2021 — ongoing
A tale of the relationship between people, trees, and insects, bound together by the same habitat, trying to fix the irreparable and restore what seems impossible to restore.
Several times a year I visit my mother in Abkhazia. Once, on my next visit, I heard the news about the efforts of scientists saving boxwoods and chestnuts. From that moment began my journey of discovering the many relationships between plants, people and insects. As I searched for answers, I sought out people, and they revealed to me places hidden from the gaze of the outside observer. This mystery of manifesting pictures fascinated and stirred my interest. Like a magic tangle, the theme of saving trees led me along.
Between 2012 and 2016, relict boxwood groves in the Colchis Lowlands died, and along with them other trees — chestnuts, walnuts, and garden crops — were affected.
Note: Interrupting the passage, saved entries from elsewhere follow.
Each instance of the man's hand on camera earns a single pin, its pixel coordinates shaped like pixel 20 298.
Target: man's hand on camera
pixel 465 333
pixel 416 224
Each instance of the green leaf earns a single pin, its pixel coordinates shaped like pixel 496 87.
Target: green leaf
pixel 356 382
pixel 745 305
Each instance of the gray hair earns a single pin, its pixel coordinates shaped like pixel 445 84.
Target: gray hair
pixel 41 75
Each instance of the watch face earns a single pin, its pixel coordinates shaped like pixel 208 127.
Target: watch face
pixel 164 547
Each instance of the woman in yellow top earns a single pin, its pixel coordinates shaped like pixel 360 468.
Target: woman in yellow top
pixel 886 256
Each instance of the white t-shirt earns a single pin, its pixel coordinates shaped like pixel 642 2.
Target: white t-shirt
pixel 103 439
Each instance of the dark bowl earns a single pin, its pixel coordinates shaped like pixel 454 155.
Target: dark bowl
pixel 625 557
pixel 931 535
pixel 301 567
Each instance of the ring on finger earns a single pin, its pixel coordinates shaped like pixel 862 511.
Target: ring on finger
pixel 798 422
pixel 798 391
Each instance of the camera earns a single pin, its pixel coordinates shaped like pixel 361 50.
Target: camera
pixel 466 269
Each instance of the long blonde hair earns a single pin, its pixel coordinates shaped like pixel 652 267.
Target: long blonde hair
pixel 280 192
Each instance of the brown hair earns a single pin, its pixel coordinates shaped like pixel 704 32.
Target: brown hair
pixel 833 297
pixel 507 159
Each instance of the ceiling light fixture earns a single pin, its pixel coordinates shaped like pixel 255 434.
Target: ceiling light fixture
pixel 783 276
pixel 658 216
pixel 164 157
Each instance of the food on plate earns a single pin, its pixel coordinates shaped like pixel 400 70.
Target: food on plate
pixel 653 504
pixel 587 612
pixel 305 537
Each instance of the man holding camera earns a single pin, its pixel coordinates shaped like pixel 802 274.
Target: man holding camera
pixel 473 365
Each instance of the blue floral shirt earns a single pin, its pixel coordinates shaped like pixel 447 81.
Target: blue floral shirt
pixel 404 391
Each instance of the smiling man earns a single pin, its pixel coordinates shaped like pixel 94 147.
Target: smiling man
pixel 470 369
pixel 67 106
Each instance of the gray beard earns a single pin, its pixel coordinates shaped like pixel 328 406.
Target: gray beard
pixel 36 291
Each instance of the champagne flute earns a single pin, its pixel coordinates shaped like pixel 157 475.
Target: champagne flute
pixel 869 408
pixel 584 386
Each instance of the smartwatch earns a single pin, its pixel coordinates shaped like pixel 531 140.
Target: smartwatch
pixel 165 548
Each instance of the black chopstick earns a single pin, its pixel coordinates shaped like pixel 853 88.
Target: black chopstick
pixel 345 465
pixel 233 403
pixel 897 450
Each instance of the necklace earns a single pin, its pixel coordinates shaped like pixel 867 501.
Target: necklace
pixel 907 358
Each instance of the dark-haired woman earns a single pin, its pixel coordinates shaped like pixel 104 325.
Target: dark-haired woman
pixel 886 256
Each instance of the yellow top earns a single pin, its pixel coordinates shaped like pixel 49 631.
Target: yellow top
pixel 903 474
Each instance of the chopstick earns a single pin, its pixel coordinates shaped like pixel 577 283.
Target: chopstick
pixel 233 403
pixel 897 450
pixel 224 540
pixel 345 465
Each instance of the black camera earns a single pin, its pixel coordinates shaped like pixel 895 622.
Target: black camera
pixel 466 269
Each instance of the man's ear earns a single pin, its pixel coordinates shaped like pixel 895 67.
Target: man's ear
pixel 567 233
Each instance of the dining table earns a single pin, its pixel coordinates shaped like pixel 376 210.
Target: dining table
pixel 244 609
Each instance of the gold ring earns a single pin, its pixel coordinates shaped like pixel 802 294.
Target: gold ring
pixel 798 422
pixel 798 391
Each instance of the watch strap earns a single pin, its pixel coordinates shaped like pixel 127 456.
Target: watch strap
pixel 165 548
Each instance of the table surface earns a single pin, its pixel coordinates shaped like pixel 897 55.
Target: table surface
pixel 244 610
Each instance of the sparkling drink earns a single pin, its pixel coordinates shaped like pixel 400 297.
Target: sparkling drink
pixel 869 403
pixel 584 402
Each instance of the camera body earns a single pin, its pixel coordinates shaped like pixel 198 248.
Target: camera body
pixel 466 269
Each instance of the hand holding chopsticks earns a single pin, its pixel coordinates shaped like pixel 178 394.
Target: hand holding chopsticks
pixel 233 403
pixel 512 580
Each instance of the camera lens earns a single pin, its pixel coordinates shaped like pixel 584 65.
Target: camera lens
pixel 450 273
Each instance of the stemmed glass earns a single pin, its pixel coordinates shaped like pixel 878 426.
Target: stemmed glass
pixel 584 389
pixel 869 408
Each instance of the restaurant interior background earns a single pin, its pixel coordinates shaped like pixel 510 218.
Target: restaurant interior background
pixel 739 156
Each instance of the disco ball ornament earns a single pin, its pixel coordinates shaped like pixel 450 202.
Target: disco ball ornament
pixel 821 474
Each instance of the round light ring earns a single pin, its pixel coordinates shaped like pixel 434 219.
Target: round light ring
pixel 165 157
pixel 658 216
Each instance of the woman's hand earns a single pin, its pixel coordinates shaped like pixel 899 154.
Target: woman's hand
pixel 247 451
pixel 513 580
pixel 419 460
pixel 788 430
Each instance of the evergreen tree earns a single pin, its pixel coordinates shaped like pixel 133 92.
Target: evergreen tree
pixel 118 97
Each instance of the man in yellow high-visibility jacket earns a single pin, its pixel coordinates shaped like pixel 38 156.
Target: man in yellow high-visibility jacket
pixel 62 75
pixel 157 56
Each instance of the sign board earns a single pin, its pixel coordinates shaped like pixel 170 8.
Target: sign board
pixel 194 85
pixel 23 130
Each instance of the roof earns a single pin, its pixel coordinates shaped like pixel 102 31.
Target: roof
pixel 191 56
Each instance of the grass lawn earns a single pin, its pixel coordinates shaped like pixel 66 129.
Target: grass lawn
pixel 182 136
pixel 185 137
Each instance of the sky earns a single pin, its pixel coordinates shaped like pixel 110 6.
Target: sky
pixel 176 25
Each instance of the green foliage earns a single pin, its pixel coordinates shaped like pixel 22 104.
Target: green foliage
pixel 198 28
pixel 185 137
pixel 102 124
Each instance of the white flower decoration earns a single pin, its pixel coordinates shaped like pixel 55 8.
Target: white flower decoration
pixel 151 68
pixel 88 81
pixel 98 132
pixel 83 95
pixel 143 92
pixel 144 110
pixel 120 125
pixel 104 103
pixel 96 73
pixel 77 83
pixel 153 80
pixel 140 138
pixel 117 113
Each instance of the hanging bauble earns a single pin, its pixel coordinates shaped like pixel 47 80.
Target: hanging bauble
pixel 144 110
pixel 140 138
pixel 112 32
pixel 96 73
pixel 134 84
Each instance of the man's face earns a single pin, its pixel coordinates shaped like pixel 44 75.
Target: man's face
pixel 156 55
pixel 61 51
The cause of the ecological disaster was the spread of new insect species. The invasion affected the ecology and life of local rural communities. In 2021, on the basis of the Institute of Ecology of Abkhazia, with the support of the UN, a laboratory was created, whose task is to save the trees.
The scene is mesmerizing in its dramatic entanglements. Abkhazia remains a territory of unresolved conflict, the Georgian-Abkhazian war ended here in 1993, its traces can be seen everywhere. Post-Soviet space and all-consuming wilderness, antiquity and traditional ways, the joy of life, memory and trauma of war — on this lush soil a new history is sprouting. The relationship between people, trees and insects revealed itself to me as a narrative of severed ties, of attempts to mend the irreparable, to restore what seems impossible to restore.